A huge amount of departures
Should the Royals be relegated this Sunday, I’m sure there will be a large number of players that aren’t willing to drop down a division and will want to leave to continue their progression.
This could leave Reading in a precarious position as I doubt there will be a huge amount of money made available to replace those players and we may end up with alternatives that aren’t of the standard we need. I’m sure some of the younger players are cut out for League One, but more experienced faces would be needed and I’m not sure we could get them.
The threat of double relegation
There has been several cases over the years of teams being relegated from the Championship, and then from League One in the space of two to three seasons, and this could be the case for Reading should they go down.
Even if a lot of the current crop of players stay, confidence will be at an all-time low and, as shown this season, when players’ heads go down, it takes a lot to get them back up again. Paul Clement would have a tough job trying to re-motivate this group.
Unrest amongst supporters
The atmosphere around the Madejski on Saturday ended up being quite toxic and a complete contrast to that at the Queens Park Rangers and Preston games. The supporters clearly weren’t happy, and understandably so, and that could easily get worse next season should Reading go down, especially if they start next season poorly.

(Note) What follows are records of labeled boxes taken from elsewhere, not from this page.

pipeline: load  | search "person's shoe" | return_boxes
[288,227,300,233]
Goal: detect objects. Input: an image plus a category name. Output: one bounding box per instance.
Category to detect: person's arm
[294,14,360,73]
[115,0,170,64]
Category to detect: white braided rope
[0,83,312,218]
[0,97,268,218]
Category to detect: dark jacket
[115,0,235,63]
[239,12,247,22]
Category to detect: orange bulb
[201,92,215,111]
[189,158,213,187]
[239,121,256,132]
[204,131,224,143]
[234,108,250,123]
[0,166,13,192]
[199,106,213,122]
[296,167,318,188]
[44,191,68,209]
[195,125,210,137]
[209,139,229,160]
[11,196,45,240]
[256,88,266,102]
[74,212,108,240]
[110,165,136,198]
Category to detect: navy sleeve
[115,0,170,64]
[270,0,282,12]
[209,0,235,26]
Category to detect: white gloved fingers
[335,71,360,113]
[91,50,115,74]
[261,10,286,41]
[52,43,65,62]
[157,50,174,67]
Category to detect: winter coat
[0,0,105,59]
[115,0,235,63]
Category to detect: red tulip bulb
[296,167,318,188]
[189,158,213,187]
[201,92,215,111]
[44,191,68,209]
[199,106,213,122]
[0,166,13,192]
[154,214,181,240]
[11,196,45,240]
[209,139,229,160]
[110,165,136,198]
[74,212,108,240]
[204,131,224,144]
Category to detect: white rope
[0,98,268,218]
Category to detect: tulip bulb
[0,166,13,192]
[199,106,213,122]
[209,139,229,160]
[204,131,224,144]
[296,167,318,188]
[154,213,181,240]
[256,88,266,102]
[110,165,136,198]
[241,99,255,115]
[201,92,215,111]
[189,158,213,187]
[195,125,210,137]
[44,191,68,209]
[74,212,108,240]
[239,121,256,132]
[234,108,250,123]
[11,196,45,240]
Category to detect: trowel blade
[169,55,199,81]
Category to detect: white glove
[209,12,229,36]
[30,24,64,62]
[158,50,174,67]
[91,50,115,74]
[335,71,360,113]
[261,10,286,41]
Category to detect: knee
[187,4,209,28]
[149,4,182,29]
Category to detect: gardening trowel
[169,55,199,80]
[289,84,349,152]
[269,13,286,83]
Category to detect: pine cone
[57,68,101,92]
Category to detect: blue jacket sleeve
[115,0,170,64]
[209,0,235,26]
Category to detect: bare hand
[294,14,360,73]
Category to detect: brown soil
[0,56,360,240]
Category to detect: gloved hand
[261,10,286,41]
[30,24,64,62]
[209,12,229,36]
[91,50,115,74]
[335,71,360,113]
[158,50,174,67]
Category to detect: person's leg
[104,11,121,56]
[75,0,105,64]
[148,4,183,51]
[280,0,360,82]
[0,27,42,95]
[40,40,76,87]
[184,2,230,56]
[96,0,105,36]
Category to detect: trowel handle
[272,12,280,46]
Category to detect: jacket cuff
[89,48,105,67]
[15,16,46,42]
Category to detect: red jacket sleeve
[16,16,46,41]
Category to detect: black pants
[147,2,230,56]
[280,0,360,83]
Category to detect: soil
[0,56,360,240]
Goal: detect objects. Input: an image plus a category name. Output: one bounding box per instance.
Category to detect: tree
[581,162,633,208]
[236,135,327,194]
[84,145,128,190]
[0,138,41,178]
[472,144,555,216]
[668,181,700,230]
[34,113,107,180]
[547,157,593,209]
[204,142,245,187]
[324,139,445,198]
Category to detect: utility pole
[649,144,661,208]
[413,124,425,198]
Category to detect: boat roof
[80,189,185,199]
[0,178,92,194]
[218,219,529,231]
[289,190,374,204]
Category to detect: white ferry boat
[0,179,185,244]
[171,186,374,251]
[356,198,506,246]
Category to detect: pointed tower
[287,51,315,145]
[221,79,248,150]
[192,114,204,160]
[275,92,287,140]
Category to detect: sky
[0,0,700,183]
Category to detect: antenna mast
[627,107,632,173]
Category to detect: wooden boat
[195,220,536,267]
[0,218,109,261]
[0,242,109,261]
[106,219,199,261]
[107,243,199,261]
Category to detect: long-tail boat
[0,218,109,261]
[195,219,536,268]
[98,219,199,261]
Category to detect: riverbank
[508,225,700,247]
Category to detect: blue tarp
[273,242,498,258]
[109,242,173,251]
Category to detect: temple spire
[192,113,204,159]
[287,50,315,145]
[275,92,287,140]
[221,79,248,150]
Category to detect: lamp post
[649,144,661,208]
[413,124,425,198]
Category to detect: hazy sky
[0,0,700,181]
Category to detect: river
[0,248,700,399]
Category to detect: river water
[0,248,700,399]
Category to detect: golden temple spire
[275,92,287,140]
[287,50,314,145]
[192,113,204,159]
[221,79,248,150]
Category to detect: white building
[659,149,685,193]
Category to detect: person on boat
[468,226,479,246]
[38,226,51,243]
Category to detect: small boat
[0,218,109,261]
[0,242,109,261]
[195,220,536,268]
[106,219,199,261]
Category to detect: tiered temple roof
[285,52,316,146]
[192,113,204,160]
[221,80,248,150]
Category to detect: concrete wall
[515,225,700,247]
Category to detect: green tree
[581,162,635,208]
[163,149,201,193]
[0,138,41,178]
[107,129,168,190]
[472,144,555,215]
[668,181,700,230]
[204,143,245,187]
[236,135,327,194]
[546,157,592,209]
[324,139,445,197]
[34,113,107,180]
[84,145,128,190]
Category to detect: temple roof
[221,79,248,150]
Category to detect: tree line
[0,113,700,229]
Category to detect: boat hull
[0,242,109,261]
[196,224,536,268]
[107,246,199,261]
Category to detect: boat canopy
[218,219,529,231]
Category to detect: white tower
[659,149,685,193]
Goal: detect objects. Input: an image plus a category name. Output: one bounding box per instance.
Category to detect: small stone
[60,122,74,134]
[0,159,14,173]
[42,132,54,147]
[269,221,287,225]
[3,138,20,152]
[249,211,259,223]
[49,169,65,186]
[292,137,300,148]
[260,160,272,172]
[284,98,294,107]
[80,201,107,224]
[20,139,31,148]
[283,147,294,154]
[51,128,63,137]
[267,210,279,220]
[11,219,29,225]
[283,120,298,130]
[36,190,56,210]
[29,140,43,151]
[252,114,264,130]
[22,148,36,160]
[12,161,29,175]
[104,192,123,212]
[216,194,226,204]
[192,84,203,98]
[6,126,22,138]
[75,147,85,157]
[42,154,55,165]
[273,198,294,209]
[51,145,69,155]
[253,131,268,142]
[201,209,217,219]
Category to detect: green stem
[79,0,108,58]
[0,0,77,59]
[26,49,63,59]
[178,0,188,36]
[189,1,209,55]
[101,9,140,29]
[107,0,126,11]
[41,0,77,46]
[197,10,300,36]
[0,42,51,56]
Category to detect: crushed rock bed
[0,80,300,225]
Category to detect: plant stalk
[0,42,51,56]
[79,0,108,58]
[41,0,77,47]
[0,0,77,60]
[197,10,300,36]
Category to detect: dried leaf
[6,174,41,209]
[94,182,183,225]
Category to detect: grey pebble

A poor run of form at the start of next season may cause the atmosphere to become more toxic than it was even before Jaap Stam left. If the Royals go down, they will need to put on some seriously good performances to win back round the fans.
If some of the high earners were to stay, which I doubt, then that could leave Reading quite short on money. This is because fewer people will buy season tickets because fewer people want to watch the same football we have this season, meaning less revenue for the club.
Reading aren’t exactly made of money anyway, so any further financial problems could leave the Royals in a difficult position.